Künstler protestieren gegen die Systeme, sagen, sie seien bestohlen worden. Es gibt aber auch andere Meinungen. Der Urheberrechtsexperte Christopher Jon Sprigman von der New York University argumentiert, dass die Systeme nicht stehlen, sondern lediglich lernen. Zu den Daten, die sie dafür im Netz sammeln sagt er, dies sei eine Form des Data Mining. In den USA gebe es Vorschriften, die das erlauben: etwa die Fair-Use-Doktrin, die dem einen ziemlich großen Spielraum gewährt. „Es handelt sich nicht um Kopien, die weitergegeben werden, sondern um Kopien, die Maschine in die Lage versetzen, etwas über die Muster zu verstehen, die einen bestimmten Stil ausmachen.“
Dass die Maschinen dann im Stil bestimmter Künstler malen, sei juristisch kein Problem. „Künstler besitzen ihren Stil nicht. Wenn andere Menschen so malen, dürfen sie das. Wenn eine Maschine mit Daten lernt und das dazu führt, dass sie so malt: Ich glaube, warum viele Menschen gegen so etwas sind, liegt an der Angst, ersetzt zu werden.“
Wird Kreativität ihres Sinns beraubt?
Die Frage ist aber, welche Folgen das für Kreativität an sich haben könnte, wenn der Schaffensprozess von der Konzeption entkoppelt wird. Eine Eigenschaft menschlicher Kreativität ist gerade die beschränkte, individuelle Sicht auf die Welt, die einen Künstler zu dem macht, was er ist. Die KI hat diese Beschränkung nicht. Dadurch ist sie – wenn überhaupt – auf andere Art kreativ.
Zu der Beschränkung der menschlichen Künstler gehören auch die selbst gewählten Schranken: Das Werk eines Künstlers ist auch dadurch geprägt, was er bewusst nicht machen will.
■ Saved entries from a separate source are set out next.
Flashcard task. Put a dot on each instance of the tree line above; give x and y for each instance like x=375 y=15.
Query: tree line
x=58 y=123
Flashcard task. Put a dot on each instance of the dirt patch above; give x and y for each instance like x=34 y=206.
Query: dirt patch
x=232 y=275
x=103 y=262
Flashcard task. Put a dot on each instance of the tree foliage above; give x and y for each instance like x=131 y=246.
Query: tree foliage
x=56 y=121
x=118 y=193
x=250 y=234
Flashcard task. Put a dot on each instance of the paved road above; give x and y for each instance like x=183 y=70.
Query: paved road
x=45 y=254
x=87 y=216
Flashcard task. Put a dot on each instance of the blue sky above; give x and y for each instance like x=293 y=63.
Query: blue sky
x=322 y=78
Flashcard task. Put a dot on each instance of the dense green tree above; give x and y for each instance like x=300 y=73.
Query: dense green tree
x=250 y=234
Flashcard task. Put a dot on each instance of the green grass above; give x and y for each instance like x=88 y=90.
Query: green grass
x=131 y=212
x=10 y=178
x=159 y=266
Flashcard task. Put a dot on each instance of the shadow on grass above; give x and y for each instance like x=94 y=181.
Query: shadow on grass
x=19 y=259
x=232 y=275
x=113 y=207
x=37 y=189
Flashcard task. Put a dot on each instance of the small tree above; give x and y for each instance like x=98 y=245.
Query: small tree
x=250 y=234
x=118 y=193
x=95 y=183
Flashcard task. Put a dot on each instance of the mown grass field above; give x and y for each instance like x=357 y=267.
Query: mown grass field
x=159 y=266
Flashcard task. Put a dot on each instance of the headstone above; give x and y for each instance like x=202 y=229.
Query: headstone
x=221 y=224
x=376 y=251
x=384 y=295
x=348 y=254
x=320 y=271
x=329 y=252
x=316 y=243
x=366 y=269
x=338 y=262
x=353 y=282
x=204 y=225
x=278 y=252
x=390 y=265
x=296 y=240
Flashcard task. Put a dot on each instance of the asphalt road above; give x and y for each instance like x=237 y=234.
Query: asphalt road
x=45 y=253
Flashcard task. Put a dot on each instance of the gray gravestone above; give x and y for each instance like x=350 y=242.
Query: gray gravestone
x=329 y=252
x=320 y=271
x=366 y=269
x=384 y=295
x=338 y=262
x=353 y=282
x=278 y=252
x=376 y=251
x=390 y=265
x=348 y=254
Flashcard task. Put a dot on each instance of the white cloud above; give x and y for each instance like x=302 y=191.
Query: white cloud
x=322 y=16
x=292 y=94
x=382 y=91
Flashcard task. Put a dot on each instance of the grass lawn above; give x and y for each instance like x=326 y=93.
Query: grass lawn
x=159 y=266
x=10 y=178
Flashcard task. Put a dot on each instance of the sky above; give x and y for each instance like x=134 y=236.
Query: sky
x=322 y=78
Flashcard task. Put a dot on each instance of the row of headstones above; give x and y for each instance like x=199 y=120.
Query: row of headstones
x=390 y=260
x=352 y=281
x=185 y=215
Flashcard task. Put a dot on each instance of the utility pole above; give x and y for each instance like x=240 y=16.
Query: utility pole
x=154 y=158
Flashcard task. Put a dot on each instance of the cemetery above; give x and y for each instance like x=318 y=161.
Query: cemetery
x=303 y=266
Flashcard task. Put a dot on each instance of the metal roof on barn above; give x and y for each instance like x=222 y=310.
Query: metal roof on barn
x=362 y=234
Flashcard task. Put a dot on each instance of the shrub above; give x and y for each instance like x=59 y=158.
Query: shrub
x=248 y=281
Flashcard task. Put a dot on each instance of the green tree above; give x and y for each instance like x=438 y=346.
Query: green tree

Die generative KI nimmt ihm zum Teil diese Möglichkeit, Nein zu sagen: Man kann mit Ihrer Hilfe zwar keinen Künstler zwingen, ein Werk zu erschaffen, das er nicht will, man kann die KI dieses Werk aber zumindest in seinem Stil erschaffen lassen.
Zudem werden die nächsten Generationen generativer KI mit den Bildern und Texten lernen, die die heutige erschaffen hat. Das wird die stilistischen Eigenschaften, die die Systeme den jeweiligen Künstlern zuordnen, verfestigen. Die Künstler werden sich dann – zumindest aus der Perspektive von Menschen, die die vielen, maschinell erstellten Werke sehen – nicht mehr weiterentwickeln. Wozu sollte man angesichts dessen überhaupt noch kreativ sein? „Angenommen, man arbeitet richtig, richtig hart, um etwas zu kreieren, das die KI nicht kann. Etwas, das wirklich einzigartig ist“, sagt Ortiz. „Diese Firmen können es sich schnappen, in den Datensatz integrieren und dann auf dieser Grundlage etwas generieren. Nichts hält sie auf.“
Regeln und Gesetze für KI
Doch jetzt beginnt die Zeit, in der die Regeln für generative KI geschrieben werden. In den USA versuchen Anwälte und Programmierer gegen ein System vorzugehen, das Programmiercode generiert. Auch dieses System hat mit Unmengen an Quellcode gelernt – und spuckt anscheinend urheberrechtlich geschütztes Material aus. Experten glauben, dass die Zukunft von generativer KI von diesem Verfahren abhängen könnte.
Künstler wie Karla Ortiz fordern, um Erlaubnis gefragt zu werden, bevor die Systeme mit ihren Werken lernen. Zudem verlangen sie einen Anteil am Gewinn, der durch die KI-generierten Bilder entsteht. Stability AI, die Macher eines der Systeme, versprechen zumindest, dass Künstler ihre Werke aus dem Trainingsdatensatz zukünftiger Versionen entfernen können. Sollte man derartiges nicht gleich gesetzlich regeln? Der Jurist Jon Sprigman ist vorsichtig. „Ich will erstmal wissen, welchen Einfluss diese Systeme wirklich auf die Gesellschaft haben“, sagt er. „Vielleicht wird es dann irgendwann Sinn ergeben, sie zu regulieren“ – oder aber es ist schon zu spät.
Selbst, wenn Künstler in Zukunft wiedersprechen dürfen oder um Erlaubnis gefragt werden, die aktuelle Generation der generativen KI hat mit ihren Werken gelernt. Manche der Systeme sind Open Source, sie ist da draußen, frei verfügbar. Jeder kann damit Stile imitieren. Auch den von jenen, die noch nicht mal dagegen protestieren können, so wie Kim Jung Gi.